Hand drills are a very important tool to include in the tool-kit for any woodworker and for those people who don't like to use power tools for their woodworking. There are many different types of these rotary tools. Some use electricity to power them (also known as electric hand drills), others use compressed gas to power them (pneumatic), some are powered by an internal combustion engine (such as earth drilling augers) and finally, there are options that are manually powered, which means that the user has to manually wind them up like a wind-up toy to power the hand drill.
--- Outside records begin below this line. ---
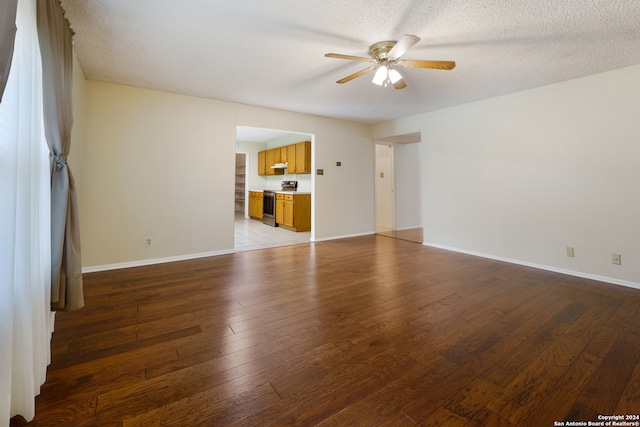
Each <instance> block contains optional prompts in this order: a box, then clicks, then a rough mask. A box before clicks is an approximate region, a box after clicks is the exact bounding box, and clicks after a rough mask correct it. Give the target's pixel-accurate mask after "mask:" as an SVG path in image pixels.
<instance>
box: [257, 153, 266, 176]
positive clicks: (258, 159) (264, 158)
mask: <svg viewBox="0 0 640 427" xmlns="http://www.w3.org/2000/svg"><path fill="white" fill-rule="evenodd" d="M266 174H267V152H266V151H260V152H259V153H258V175H266Z"/></svg>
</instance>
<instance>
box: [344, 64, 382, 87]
mask: <svg viewBox="0 0 640 427" xmlns="http://www.w3.org/2000/svg"><path fill="white" fill-rule="evenodd" d="M374 68H376V67H375V66H371V67H367V68H365V69H364V70H360V71H358V72H357V73H353V74H351V75H350V76H347V77H345V78H343V79H340V80H338V81H337V82H336V83H340V84H342V83H346V82H348V81H351V80H353V79H355V78H356V77H360V76H361V75H363V74H367V73H368V72H369V71H371V70H373V69H374Z"/></svg>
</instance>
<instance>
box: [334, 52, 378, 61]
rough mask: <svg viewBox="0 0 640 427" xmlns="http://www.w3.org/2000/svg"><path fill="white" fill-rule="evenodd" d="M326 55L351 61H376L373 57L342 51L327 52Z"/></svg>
mask: <svg viewBox="0 0 640 427" xmlns="http://www.w3.org/2000/svg"><path fill="white" fill-rule="evenodd" d="M324 56H326V57H327V58H338V59H348V60H350V61H362V62H374V60H373V59H372V58H365V57H362V56H353V55H342V54H340V53H326V54H325V55H324Z"/></svg>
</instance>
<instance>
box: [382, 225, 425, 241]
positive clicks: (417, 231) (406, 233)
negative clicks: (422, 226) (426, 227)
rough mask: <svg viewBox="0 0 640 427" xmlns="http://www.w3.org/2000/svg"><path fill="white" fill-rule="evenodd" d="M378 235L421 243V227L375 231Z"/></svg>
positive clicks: (421, 237) (421, 230) (394, 238)
mask: <svg viewBox="0 0 640 427" xmlns="http://www.w3.org/2000/svg"><path fill="white" fill-rule="evenodd" d="M376 234H379V235H380V236H387V237H393V238H394V239H402V240H408V241H410V242H416V243H422V242H423V239H422V227H420V228H409V229H406V230H385V231H376Z"/></svg>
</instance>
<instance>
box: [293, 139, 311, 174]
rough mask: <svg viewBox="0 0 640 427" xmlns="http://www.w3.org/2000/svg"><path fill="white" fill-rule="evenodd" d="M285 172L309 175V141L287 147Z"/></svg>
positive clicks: (297, 143)
mask: <svg viewBox="0 0 640 427" xmlns="http://www.w3.org/2000/svg"><path fill="white" fill-rule="evenodd" d="M287 163H288V166H287V172H288V173H311V141H302V142H298V143H297V144H291V145H288V146H287Z"/></svg>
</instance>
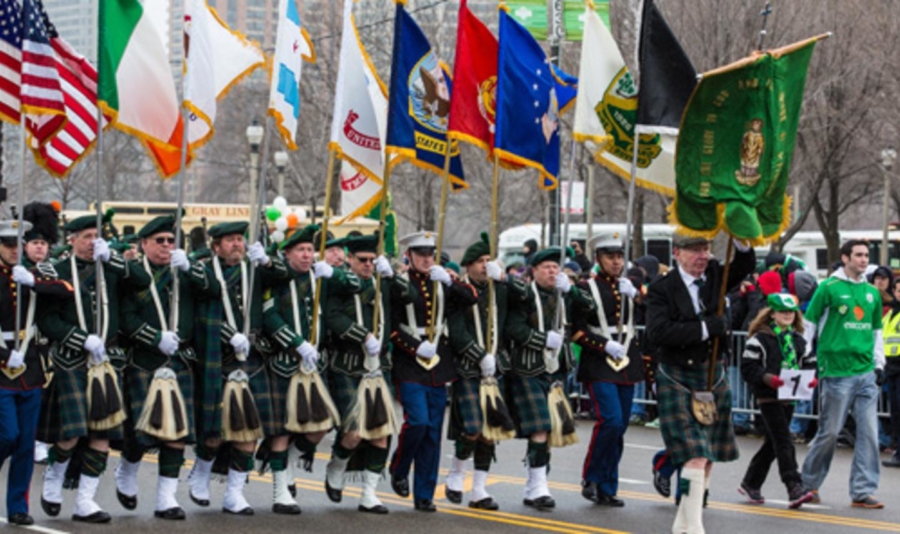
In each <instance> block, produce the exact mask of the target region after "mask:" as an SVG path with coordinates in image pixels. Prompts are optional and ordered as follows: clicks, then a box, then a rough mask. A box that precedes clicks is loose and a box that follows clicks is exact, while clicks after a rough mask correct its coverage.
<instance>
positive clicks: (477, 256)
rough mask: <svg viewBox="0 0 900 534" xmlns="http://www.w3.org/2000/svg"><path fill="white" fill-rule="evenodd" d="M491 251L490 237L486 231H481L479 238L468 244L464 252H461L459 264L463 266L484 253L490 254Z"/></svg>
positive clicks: (474, 259) (488, 254) (478, 256)
mask: <svg viewBox="0 0 900 534" xmlns="http://www.w3.org/2000/svg"><path fill="white" fill-rule="evenodd" d="M490 253H491V242H490V238H489V237H488V235H487V232H481V239H479V240H478V241H476V242H474V243H472V244H471V245H469V248H467V249H466V252H465V253H464V254H463V258H462V260H460V262H459V263H460V264H461V265H463V266H466V265H469V264H471V263H472V262H475V261H477V260H478V258H480V257H482V256H486V255H490Z"/></svg>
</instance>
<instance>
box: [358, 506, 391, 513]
mask: <svg viewBox="0 0 900 534" xmlns="http://www.w3.org/2000/svg"><path fill="white" fill-rule="evenodd" d="M357 510H359V511H360V512H365V513H367V514H377V515H384V514H386V513H388V509H387V507H386V506H385V505H383V504H379V505H377V506H373V507H371V508H366V507H365V506H363V505H361V504H360V505H359V507H358V508H357Z"/></svg>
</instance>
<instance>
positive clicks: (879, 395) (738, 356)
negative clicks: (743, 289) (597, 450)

Some tools work through percussive action (such as hammer drills) are typically used to work on tough and hard materials such as various types of masonry like stone, brick and concrete, or rock. Drilling rigs are likewise mainly used to bore holes into the earth to create a path to underground oil or water. In this way, drilling rigs are used to bore holes to form water or oil wells or to develop holes for the purposes of geothermal heating, which are typically bored using large scale drilling rigs.
Some varieties of these specialty finger poweredtools are also typically used for the purposes of driving in screws or other fasteners easily and quickly. Other examples of manually powered tools include small gadgets that don't have an in-built motor and are instead powered manually with the help of grinders, small pumps, etc.
What Are They?
Traditionally, a rotar crank is a manually powered tool that takes the circular motion of a hand-powered crank to provide circular motion energy to the chuck. Although these kinds of hand-powered tools have mostly been replaced by newer and modern power tools, rotary tools are still used by a lot of people whose work is all about woodworking.
The manually powered rotary tools are made up of a cranking handle that has to be manually turned, which in turn, turns the pinion gears of the main shaft. There is a chuck at the end of the shaft which holds the bit. The other end of the shaft contains a second handle for gripping that the operator holds still while the chuck is being turned. The bit at the end of the shaft has to be chosen from among a number of available bits, dependent on the dimensions of the hole that needs to be drilled. For example, a typical hole of a width of 3/8 of an inch will need a specific drill bit to make a hole of that width.
While using any kind of tool, the user must take special care to be careful and not end up injuring themselves due to carelessness. That is why, in order to safely use one, you should first of all loosen up the chuck and then put in the specific bit required for the job, and then twist the chuck tightly so that the bit is firmly fixed in place.
Now position the tip of the bit to the point where you want to create the hole, and also ensure that the bit is touching the point at the same angle as you want the hole to be shaped in. Now start turning the cranking handle, which will rotate the bit and start the process of drilling the hole. When you are using small and tiny bits, take care to not exert too much pressure on the gripping handle or the bit might bend or even break apart.
How to Preserve It the Long Term
Although rotary powered cranks don't need a lot of regular maintenance, you should still take care of them because they can get damaged if you don't use it properly. For example, you could damage it by using the wrong type of drill bit or by exerting too much pressure the tool. For the best efficiency over the long term, get into the habit of putting some oil in the chuck gear and the crank pinions from time to time.